The Second Circuit Court of Appeals recently affirmed a lower court’s dismissal of a distributor’s breach of contract claims because the contract was terminable at will and the manufacturer had no duty to protect the distributor from competition. Compania Embotelladora Del Pacifico, S.A. v. Pepsi Cola Company, 976 F.3d 239 (2d Cir. Sept. 29, 2020). In 1952, PepsiCo and Compania Embotelladora Del Pacifico, S.A. (CEPSA) entered into an exclusive bottler agreement (EBA) granting CEPSA the exclusive right to bottle and distribute Pepsi Cola in a protected territory in parts of Peru. PepsiCo agreed that so long as the EBA was in effect, it would not appoint another bottler to service the protected territory. The EBA had no expiration date, but did permit PepsiCo to terminate it for specific defaults, including breach of the EBA or insolvency. The parties had a successful relationship until the 1990s when CEPSA encountered financial hardship, including the inability to pay PepsiCo. In August 1998, one of CEPSA’s creditors filed an insolvency petition. In March 1999, PepsiCo sent CEPSA a notice of termination, citing multiple breaches, including CEPSA’s insolvency. In October 2000, CEPSA sued PepsiCo in a federal court in New York, alleging wrongful termination and failure to protect CEPSA from third parties transshipping Pepsi products into the protected territory. Years of litigation ensued and, in October 2008, CEPSA filed an amended complaint alleging two additional tort claims, which the district court eventually dismissed along with CEPSA’s wrongful termination claim.

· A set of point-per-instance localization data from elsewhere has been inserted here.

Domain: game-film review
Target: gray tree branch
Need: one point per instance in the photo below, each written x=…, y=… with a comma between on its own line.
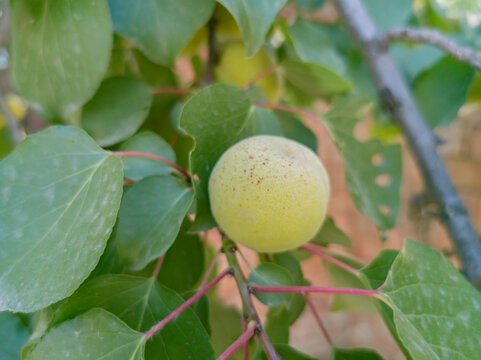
x=433, y=37
x=398, y=101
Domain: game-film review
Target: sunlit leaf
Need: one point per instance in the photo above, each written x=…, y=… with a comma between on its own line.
x=59, y=198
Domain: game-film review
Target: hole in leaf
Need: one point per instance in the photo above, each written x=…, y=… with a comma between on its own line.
x=377, y=159
x=383, y=180
x=385, y=210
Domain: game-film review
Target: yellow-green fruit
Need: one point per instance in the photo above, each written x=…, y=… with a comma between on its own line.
x=235, y=69
x=269, y=193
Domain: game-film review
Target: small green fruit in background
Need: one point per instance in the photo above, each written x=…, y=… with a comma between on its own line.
x=269, y=193
x=235, y=69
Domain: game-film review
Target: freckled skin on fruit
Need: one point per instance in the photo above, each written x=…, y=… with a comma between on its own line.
x=269, y=193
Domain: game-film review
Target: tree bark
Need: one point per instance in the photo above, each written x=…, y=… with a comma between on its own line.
x=398, y=101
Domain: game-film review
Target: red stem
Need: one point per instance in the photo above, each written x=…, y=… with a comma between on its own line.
x=288, y=109
x=170, y=91
x=209, y=270
x=318, y=319
x=245, y=348
x=155, y=157
x=312, y=289
x=157, y=327
x=317, y=250
x=260, y=77
x=157, y=266
x=241, y=341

The court later granted a motion for summary judgment by PepsiCo on the transshipment claim because CEPSA failed to prove damages and PepsiCo did not have a contractual duty to protect CEPSA from third-party transshipment into the protected territory. The court further rejected CEPSA’s proposition that PepsiCo had a duty to protect it based on the implied covenant of good faith and fair dealing. CEPSA appealed the dismissal of its wrongful termination claim and its breach of contract claim.

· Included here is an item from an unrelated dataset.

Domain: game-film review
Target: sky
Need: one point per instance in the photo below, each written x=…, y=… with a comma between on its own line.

Applying a de novo standard, the Second Circuit eventually affirmed the lower court’s rulings. With respect to CEPSA’s wrongful termination claim, under New York law a “contract of indefinite duration is terminable at will unless the contract expressly and unequivocally states that the parties intended to be perpetually bound.” The EBA had no expiration date, and the Second Circuit found no contract language that expressly and unequivocally created a perpetual contract. Therefore, PepsiCo had the right to terminate the EBA and the Second Circuit affirmed dismissal of CEPSA’s wrongful termination claim. On the transshipping claim, the Second Circuit found that based on the EBA contract language, PepsiCo’s only obligation was to refrain from appointing another bottler to service the protected territory. The EBA did not obligate PepsiCo to police the protected territory on CEPSA’s behalf. Because the EBA did not discuss or create such an obligation, the court declined to extend the covenant of good faith and fair dealing to require PepsiCo to police the protected territory. The court found no law at the time the parties entered into the EBA that would create such a duty. Thus, the Second Circuit affirmed the lower court’s decisions in favor of PepsiCo.